Interpol ‎– Turn On The Bright Lights

Interpol ‎– Turn On The Bright Lights

Por: Lucas Gabriel

O Turn on the Bright Lights foi responsável por abrir um novo caminho para diversas bandas dos anos 2000, trazendo características do post-punk e aquela pegada bem indie que estava começando a criar corpo no começo dos anos 2000, com bandas como The Killers e Franz Ferdinand.

A comparação com Joy Division, The Cure e, até mesmo, Bauhaus, é quase que inevitável, visto como o baixo conduz a melodia das músicas e o vocal soa arrastado num tom médio-grave. A assinatura própria da banda aparece na forma como a guitarra é tocada com seus timbres e fraseados indie's, o que emite um som muitas vezes mais amplo e menos seco/reto, como na belíssima NYC e em Hands Away.
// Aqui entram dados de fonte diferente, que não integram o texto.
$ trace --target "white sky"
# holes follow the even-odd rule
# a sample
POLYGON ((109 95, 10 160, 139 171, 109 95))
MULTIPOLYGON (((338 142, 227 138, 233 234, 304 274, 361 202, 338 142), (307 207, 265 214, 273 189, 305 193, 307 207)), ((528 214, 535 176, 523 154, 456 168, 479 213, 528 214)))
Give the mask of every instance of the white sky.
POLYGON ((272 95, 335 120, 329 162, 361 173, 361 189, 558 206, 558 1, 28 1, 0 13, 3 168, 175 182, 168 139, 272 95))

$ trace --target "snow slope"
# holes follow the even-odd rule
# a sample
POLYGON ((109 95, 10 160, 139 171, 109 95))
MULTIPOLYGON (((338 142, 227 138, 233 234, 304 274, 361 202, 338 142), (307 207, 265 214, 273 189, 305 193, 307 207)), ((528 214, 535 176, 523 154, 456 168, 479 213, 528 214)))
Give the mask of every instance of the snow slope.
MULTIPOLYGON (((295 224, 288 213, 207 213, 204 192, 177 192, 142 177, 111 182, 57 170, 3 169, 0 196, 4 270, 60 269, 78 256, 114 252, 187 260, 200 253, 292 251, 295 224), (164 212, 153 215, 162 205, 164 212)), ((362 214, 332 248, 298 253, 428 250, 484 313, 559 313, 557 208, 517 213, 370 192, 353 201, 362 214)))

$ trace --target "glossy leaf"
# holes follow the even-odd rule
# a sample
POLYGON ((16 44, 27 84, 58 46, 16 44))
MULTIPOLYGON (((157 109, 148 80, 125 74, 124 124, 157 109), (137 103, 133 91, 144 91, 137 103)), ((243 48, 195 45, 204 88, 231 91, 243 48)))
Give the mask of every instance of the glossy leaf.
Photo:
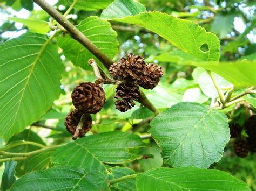
POLYGON ((256 85, 256 62, 192 62, 181 63, 201 67, 212 71, 232 83, 236 88, 256 85))
POLYGON ((58 148, 51 161, 59 165, 76 166, 104 172, 104 164, 120 164, 141 158, 129 148, 146 146, 137 135, 122 132, 100 133, 79 139, 58 148))
POLYGON ((136 110, 132 114, 132 118, 136 119, 143 119, 147 117, 154 116, 154 113, 149 109, 142 107, 136 110))
POLYGON ((204 61, 219 58, 219 41, 192 20, 178 19, 157 11, 140 13, 133 16, 111 19, 144 27, 166 39, 181 51, 204 61), (208 51, 203 51, 205 45, 208 51))
POLYGON ((0 136, 38 121, 59 97, 62 61, 47 37, 26 33, 0 47, 0 136))
POLYGON ((226 172, 195 167, 150 169, 136 177, 138 191, 250 190, 248 186, 226 172))
POLYGON ((23 166, 25 174, 35 171, 46 169, 51 166, 50 157, 53 151, 47 151, 30 156, 25 160, 23 166))
MULTIPOLYGON (((218 74, 213 73, 213 76, 220 89, 227 89, 231 86, 232 84, 229 82, 218 74)), ((208 97, 219 97, 216 88, 207 72, 204 72, 201 74, 198 79, 198 84, 204 94, 208 97)))
POLYGON ((21 23, 28 26, 31 32, 45 34, 50 31, 49 23, 44 20, 31 19, 23 19, 17 17, 8 17, 11 20, 21 23))
MULTIPOLYGON (((119 166, 111 168, 110 171, 114 179, 128 175, 136 174, 135 172, 131 168, 119 166)), ((111 186, 113 187, 116 187, 120 190, 135 190, 135 179, 124 180, 111 186)))
MULTIPOLYGON (((113 0, 77 0, 75 7, 79 10, 94 11, 104 9, 113 1, 113 0)), ((60 2, 66 2, 69 5, 71 5, 73 1, 61 0, 60 2)))
MULTIPOLYGON (((77 28, 111 59, 116 55, 118 46, 117 34, 107 21, 96 16, 91 16, 83 20, 77 28)), ((59 37, 57 43, 63 49, 66 58, 75 66, 85 69, 91 69, 87 62, 91 58, 100 63, 83 45, 68 35, 59 37)))
MULTIPOLYGON (((31 130, 28 129, 25 129, 23 132, 15 135, 14 136, 12 136, 9 140, 8 145, 11 145, 12 144, 15 144, 15 143, 21 140, 33 142, 43 145, 45 145, 45 144, 42 140, 40 137, 38 136, 37 133, 31 130)), ((5 151, 9 152, 24 153, 33 151, 40 148, 42 148, 35 145, 23 145, 14 147, 8 150, 5 150, 5 151)), ((9 157, 5 156, 5 157, 9 157)), ((30 157, 30 157, 27 160, 29 160, 30 157)), ((21 176, 25 174, 26 173, 25 169, 28 167, 26 165, 28 164, 27 163, 27 160, 17 161, 15 173, 15 175, 16 176, 21 176)))
POLYGON ((208 168, 221 158, 230 140, 226 116, 196 103, 174 105, 150 125, 149 131, 162 150, 164 162, 173 167, 208 168))
POLYGON ((146 11, 144 5, 134 0, 116 0, 102 11, 100 17, 111 19, 146 11))
POLYGON ((251 105, 253 106, 254 108, 256 108, 256 95, 255 94, 247 94, 246 96, 244 96, 244 98, 245 98, 246 101, 249 103, 251 105))
POLYGON ((14 176, 16 164, 17 162, 15 162, 12 159, 5 162, 5 168, 2 177, 1 190, 9 189, 16 180, 16 178, 14 176))
POLYGON ((211 31, 215 33, 220 39, 226 37, 234 27, 234 18, 237 16, 235 13, 217 14, 211 23, 211 31))
POLYGON ((203 103, 208 100, 208 97, 205 96, 201 92, 200 88, 194 88, 187 89, 183 95, 182 101, 184 102, 196 102, 203 103))
POLYGON ((87 173, 75 167, 58 166, 47 170, 33 172, 18 179, 12 190, 109 190, 104 175, 97 172, 87 173))

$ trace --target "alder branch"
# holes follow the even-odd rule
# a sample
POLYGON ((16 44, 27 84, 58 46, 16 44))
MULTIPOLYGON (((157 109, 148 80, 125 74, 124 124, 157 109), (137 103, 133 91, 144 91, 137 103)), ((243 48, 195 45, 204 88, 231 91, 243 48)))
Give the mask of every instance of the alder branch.
MULTIPOLYGON (((92 43, 81 31, 77 29, 71 23, 62 16, 56 9, 44 0, 33 0, 33 1, 41 6, 49 15, 54 18, 62 25, 70 34, 70 36, 79 42, 85 47, 90 52, 96 56, 99 61, 109 68, 113 61, 92 43)), ((142 93, 139 97, 139 102, 147 109, 153 111, 156 115, 159 112, 156 107, 147 98, 146 95, 142 93)))
POLYGON ((108 68, 113 61, 92 43, 83 33, 44 0, 33 0, 60 24, 74 39, 84 45, 108 68))

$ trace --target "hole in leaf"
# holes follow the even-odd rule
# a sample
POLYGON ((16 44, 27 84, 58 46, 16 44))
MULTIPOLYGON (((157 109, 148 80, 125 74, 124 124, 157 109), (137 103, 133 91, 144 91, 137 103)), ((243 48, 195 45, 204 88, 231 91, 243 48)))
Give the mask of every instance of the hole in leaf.
POLYGON ((201 51, 203 51, 204 52, 207 52, 209 51, 209 47, 208 47, 208 44, 204 43, 203 45, 201 45, 199 49, 201 51))

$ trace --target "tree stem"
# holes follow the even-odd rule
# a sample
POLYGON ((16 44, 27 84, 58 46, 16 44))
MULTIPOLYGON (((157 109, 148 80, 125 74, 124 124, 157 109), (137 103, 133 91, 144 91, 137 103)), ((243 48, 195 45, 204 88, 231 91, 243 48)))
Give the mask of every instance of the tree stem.
POLYGON ((49 151, 49 150, 56 148, 60 146, 62 146, 62 145, 53 145, 53 146, 45 147, 43 148, 38 149, 36 151, 26 152, 26 153, 12 153, 12 152, 5 152, 5 151, 0 151, 0 155, 13 155, 13 156, 30 156, 31 155, 39 153, 44 151, 49 151))
POLYGON ((214 77, 213 77, 213 75, 212 74, 212 72, 210 70, 206 70, 207 72, 209 74, 210 77, 212 79, 212 82, 214 84, 215 88, 216 88, 216 90, 217 90, 218 94, 219 94, 219 97, 220 100, 220 102, 223 104, 224 104, 224 95, 223 94, 223 93, 222 92, 221 90, 219 88, 219 86, 218 86, 218 84, 215 80, 214 77))
POLYGON ((122 176, 122 177, 120 177, 120 178, 118 178, 116 179, 114 179, 114 180, 111 180, 111 181, 110 181, 110 183, 111 185, 113 185, 115 183, 117 183, 117 182, 120 182, 122 180, 127 180, 127 179, 133 179, 133 178, 136 178, 137 176, 137 174, 131 174, 131 175, 127 175, 127 176, 122 176))
MULTIPOLYGON (((97 58, 100 62, 109 68, 113 61, 92 43, 85 36, 71 23, 64 17, 56 9, 44 0, 33 0, 33 1, 44 10, 49 15, 53 18, 69 33, 71 37, 84 45, 92 54, 97 58)), ((147 98, 145 95, 142 93, 139 97, 139 102, 145 107, 152 111, 156 115, 159 111, 147 98)))
POLYGON ((108 68, 113 63, 113 61, 106 55, 50 4, 44 0, 33 1, 66 30, 72 38, 81 43, 96 56, 106 67, 108 68))
POLYGON ((83 125, 84 125, 84 121, 86 118, 87 115, 88 114, 83 114, 82 115, 79 123, 77 125, 77 128, 76 129, 76 131, 75 131, 75 133, 72 138, 73 140, 75 140, 77 138, 77 137, 78 137, 80 131, 83 129, 83 125))

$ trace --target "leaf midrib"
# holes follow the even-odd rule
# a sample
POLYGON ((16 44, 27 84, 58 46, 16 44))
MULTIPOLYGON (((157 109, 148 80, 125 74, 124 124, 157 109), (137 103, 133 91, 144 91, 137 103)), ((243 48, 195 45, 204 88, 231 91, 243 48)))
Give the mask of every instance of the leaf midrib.
MULTIPOLYGON (((31 76, 31 75, 33 74, 33 70, 35 69, 35 67, 36 65, 36 63, 37 63, 38 61, 39 60, 39 58, 40 58, 40 56, 41 56, 43 52, 44 51, 44 49, 45 48, 45 47, 46 47, 46 46, 49 44, 49 43, 51 41, 51 40, 52 39, 52 38, 54 37, 54 35, 52 35, 50 38, 49 38, 46 41, 45 43, 44 44, 44 45, 43 45, 42 48, 40 49, 40 51, 38 52, 38 54, 37 55, 37 56, 36 58, 36 59, 35 60, 35 61, 32 62, 32 67, 31 67, 31 68, 30 69, 30 70, 29 72, 29 75, 28 75, 28 80, 26 80, 26 83, 25 84, 25 86, 24 86, 24 88, 22 91, 22 95, 21 95, 21 98, 19 99, 19 100, 18 101, 18 107, 17 108, 17 110, 16 110, 16 112, 15 112, 15 114, 14 115, 15 115, 15 118, 13 120, 13 122, 12 122, 12 124, 11 125, 11 126, 14 126, 14 124, 15 122, 15 121, 16 119, 16 118, 17 118, 17 113, 18 113, 18 111, 19 111, 19 108, 21 107, 21 103, 22 102, 22 99, 23 98, 23 97, 24 97, 24 95, 25 94, 25 91, 26 90, 26 87, 28 87, 28 84, 29 83, 29 80, 30 79, 30 77, 31 76)), ((8 130, 11 130, 11 128, 9 128, 8 130)))

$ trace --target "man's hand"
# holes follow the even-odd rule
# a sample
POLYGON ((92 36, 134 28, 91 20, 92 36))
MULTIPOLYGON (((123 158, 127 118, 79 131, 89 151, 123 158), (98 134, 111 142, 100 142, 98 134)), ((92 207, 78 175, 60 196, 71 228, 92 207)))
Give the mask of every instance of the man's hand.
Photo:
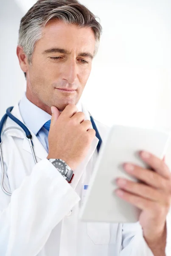
POLYGON ((139 222, 144 239, 155 256, 165 256, 166 218, 171 202, 171 174, 163 161, 144 151, 140 151, 140 156, 152 170, 124 164, 125 170, 143 183, 118 178, 120 188, 116 193, 142 210, 139 222))
POLYGON ((74 104, 67 105, 60 114, 55 107, 52 109, 47 158, 61 159, 74 170, 86 156, 95 131, 74 104))

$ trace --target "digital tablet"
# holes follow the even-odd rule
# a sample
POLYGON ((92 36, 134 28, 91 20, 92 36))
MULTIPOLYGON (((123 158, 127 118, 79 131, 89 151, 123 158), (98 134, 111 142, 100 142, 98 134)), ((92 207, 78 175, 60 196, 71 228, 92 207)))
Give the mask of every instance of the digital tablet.
MULTIPOLYGON (((136 179, 127 174, 123 164, 130 162, 148 168, 138 152, 146 150, 163 159, 170 141, 168 134, 149 129, 115 125, 103 142, 81 210, 84 221, 134 222, 140 210, 114 192, 118 177, 136 179)), ((137 181, 138 181, 137 180, 137 181)))

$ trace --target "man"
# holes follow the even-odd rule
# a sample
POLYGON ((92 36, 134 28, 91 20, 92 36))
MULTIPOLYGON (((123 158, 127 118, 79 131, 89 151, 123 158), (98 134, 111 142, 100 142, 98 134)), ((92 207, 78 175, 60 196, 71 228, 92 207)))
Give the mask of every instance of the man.
MULTIPOLYGON (((142 210, 139 224, 78 219, 83 185, 91 178, 98 143, 79 99, 101 32, 93 15, 76 0, 40 0, 21 20, 17 55, 27 90, 12 113, 31 131, 38 163, 34 165, 22 134, 8 132, 2 146, 5 185, 12 196, 0 191, 0 255, 168 253, 171 175, 164 162, 149 153, 140 152, 140 157, 155 172, 130 163, 123 166, 143 183, 116 181, 117 195, 142 210), (70 177, 61 175, 59 165, 56 168, 62 163, 70 177)), ((96 123, 103 140, 107 128, 96 123)), ((14 125, 17 126, 8 118, 4 128, 14 125)))

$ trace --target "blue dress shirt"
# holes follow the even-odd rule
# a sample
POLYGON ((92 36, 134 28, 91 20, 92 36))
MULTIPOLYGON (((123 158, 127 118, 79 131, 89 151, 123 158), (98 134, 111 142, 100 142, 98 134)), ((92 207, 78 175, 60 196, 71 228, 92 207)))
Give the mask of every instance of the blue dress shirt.
MULTIPOLYGON (((31 102, 25 93, 19 104, 21 116, 26 126, 36 136, 47 152, 48 151, 48 131, 43 127, 51 119, 51 116, 31 102)), ((76 105, 78 111, 82 111, 81 103, 76 105)))

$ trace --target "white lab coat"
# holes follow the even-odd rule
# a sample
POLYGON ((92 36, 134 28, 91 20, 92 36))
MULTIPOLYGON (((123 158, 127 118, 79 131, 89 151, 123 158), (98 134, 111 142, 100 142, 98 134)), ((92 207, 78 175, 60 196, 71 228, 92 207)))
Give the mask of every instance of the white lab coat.
MULTIPOLYGON (((83 111, 90 119, 84 106, 83 111)), ((18 105, 12 113, 23 122, 18 105)), ((103 140, 108 128, 95 122, 103 140)), ((13 126, 17 125, 8 118, 4 129, 13 126)), ((9 131, 3 138, 5 186, 12 195, 6 195, 0 188, 1 256, 153 255, 137 223, 86 223, 78 219, 82 187, 89 183, 97 156, 97 138, 74 170, 70 185, 46 159, 47 152, 32 135, 36 165, 21 132, 9 131)))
As linhas rítmicas criadas pelas batidas da bateria e do baixo são responsáveis por gerar a energia empolgante contida no disco, sendo possível ouvi-lo a fim de refletir sobre coisas alheias da vida ou apenas como trilha sonora para uma festa - sei que isso pode soar raso pelo sentimento contido nas letras, mas é o sentido ambíguo que podemos encontrar em bandas que puxam elementos de 'post-punk revival'.

O Turn On The Bright Lights nessa altura do campeonato (2019) pode soar como mais um dos vários álbuns 'indies' que puxam forte influência do post-punk, mas é essencial notar que o Interpol foi um dos (ou o) artista que iniciou essa nova era; sendo este um disco fundamental para todo apaixonado por indie-rock e/ou post-punk. Seja qual motivo for, ao ouvir este álbum temos a certeza que ouviremos músicas enérgicas e bonitas.